Dans une interview accordée au site womennews.org, le Docteur Young, spécialiste en labiaplasties remarque que la principale motivation des femmes se rendant à son cabinet né d’un commentaire souvent négatif de leur partenaire à l’encontre de l’apparence : ‘Elles ne se sentent pas parfaites, et veulent y remédier’. L’inquiétude liée au plaisir de plaire à tout prix s’immisce donc au plus profond de l’intimité. Nous sommes loin de la révolution Botox et des seins siliconés, mais au cœur d’un problème plus important : les femmes se persuadent qu’elles doivent enlever, sculpter et modifier ce qui est leur dans l’espoir de raviver des désirs déchus. Elles se persuadent également que leur incapacité à atteindre l’orgasme est entièrement de leur faute, un ‘défaut’ strictement physiologique que la chirurgie peut corriger. Ainsi la science crée de nouveaux idéaux, facilement accessibles si l’on peut se permettre de payer les quelques milliers de dollars demandés par les chirurgiens plastiques. L’appréciation des différences de taille, poids et couleurs est oubliée. Ce qui fait nos corps uniques, nos courbes et nos cicatrices, nos marques et nos rides – tout ce qui est digne d’être célébrés et d’être explorés avec patience et attention- est relégué à une chasse du ‘toujours plus, toujours mieux’.
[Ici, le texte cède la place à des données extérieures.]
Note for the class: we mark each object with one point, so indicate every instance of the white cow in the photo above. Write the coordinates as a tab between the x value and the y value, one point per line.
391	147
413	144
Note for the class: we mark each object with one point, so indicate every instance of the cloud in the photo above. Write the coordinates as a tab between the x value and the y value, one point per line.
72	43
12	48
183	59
Mais plus que tout, en appuyant et médiatisant ce genre d’opérations, ce nouveau courant de ‘perfectionnement’ physique empêche les femmes de se libérer de poids que représente l’attente de plus en plus féroce de la société face à des standards de beauté proprement inatteignables et de plus en plus ridicules, souvent dictés par des industries patriarcales, des usines à fantasmes répondant à des attentes purement marketing établies par des hommes. Peut être est-il temps d’apprendre à accepter la marque du temps sur nos corps, la diversité de nos formes, et la beauté qui se trouve dans une notion trop souvent désertée : l’amour propre, brut et inchangé.